LONDON (Reuters) – Unless the United Kingdom is fundamentally reformed it could swiftly become a failed state as many people have lost faith in the way the country is governed by, and in the interests of, a London-centric elite, former Prime Minister Gordon Brown said.
“I believe the choice is now between a reformed state and a failed state,” Brown wrote in the Daily Telegraph newspaper. “It is indeed Scotland where dissatisfaction is so deep that it threatens the end of the United Kingdom.”
“‘Whoever in London thought of that?’ is a common refrain, reflecting the frustration of people in outlying communities who feel they are the forgotten men and women, virtually invisible to Whitehall,” Brown, who served as Labour prime minister from 2007 to 2010, wrote.

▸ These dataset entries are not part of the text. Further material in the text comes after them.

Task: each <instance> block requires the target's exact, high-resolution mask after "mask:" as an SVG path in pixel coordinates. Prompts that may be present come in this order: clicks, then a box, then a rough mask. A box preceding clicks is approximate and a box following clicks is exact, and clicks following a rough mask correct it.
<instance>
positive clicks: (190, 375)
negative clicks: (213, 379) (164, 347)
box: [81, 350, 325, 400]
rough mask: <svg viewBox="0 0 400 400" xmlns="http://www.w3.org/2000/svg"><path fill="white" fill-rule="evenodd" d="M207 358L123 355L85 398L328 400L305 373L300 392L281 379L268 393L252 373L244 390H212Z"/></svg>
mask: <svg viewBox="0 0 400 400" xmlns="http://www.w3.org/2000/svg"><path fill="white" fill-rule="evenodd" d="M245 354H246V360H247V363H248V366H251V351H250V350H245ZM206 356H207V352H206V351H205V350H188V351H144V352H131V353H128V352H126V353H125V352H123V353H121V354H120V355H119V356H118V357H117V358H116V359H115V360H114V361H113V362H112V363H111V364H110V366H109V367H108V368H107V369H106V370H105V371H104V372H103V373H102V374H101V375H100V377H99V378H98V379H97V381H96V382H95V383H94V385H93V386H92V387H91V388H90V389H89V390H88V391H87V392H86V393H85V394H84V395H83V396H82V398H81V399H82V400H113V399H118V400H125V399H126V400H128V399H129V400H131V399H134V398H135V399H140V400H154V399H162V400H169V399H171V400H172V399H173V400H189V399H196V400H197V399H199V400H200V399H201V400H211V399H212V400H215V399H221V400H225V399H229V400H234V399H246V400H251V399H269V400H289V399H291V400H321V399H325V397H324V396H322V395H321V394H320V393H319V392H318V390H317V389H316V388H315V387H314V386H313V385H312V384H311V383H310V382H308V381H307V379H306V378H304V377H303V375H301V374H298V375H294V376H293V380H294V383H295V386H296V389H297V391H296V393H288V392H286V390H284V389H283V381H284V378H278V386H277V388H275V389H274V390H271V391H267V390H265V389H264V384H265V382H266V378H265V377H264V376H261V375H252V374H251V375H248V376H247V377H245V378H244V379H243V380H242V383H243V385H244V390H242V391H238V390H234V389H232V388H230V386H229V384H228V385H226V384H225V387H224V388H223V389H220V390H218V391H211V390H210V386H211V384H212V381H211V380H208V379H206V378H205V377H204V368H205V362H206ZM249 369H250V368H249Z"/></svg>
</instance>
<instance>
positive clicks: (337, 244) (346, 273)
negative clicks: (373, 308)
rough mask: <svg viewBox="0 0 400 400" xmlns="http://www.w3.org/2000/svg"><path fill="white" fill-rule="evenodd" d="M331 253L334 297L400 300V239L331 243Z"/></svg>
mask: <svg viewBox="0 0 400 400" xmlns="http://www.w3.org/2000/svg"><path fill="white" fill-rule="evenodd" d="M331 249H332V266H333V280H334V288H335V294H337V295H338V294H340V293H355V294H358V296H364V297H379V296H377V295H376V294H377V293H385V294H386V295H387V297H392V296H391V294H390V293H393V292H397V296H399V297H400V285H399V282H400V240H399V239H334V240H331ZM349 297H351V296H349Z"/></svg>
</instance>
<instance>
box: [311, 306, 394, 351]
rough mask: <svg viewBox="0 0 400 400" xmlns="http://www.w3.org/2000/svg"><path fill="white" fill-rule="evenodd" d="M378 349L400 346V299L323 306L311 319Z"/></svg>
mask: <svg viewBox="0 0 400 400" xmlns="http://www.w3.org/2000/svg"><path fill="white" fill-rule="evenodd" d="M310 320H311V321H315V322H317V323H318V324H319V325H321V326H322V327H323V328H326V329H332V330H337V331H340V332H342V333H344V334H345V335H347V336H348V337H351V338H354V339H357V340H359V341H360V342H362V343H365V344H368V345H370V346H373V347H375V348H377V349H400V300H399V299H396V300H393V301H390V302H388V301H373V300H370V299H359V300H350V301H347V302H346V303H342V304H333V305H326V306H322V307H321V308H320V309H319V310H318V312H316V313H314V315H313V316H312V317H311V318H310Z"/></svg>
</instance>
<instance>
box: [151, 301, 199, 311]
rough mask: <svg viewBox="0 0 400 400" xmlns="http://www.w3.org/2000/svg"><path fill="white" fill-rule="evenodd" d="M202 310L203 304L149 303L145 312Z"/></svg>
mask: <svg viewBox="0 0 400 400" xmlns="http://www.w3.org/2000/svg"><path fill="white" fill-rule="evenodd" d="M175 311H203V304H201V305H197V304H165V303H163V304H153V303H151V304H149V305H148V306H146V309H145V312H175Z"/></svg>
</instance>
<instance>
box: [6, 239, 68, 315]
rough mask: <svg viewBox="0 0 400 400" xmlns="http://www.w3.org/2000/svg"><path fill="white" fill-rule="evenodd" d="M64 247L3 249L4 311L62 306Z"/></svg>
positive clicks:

The five-year Brexit crisis plus the COVID-19 crisis have weakened the bonds that bind England, Wales, Scotland and Northern Ireland into a $3 trillion economy.
Brown said Prime Minister Boris Johnson should reform the way the United Kingdom is governed.
“Battered by Covid-19, threatened by nationalism, and uncertain what the promise of a post-Brexit ‘Global Britain’ adds up to, the United Kingdom must urgently rediscover what holds it together and sort out what is driving us apart,” he said.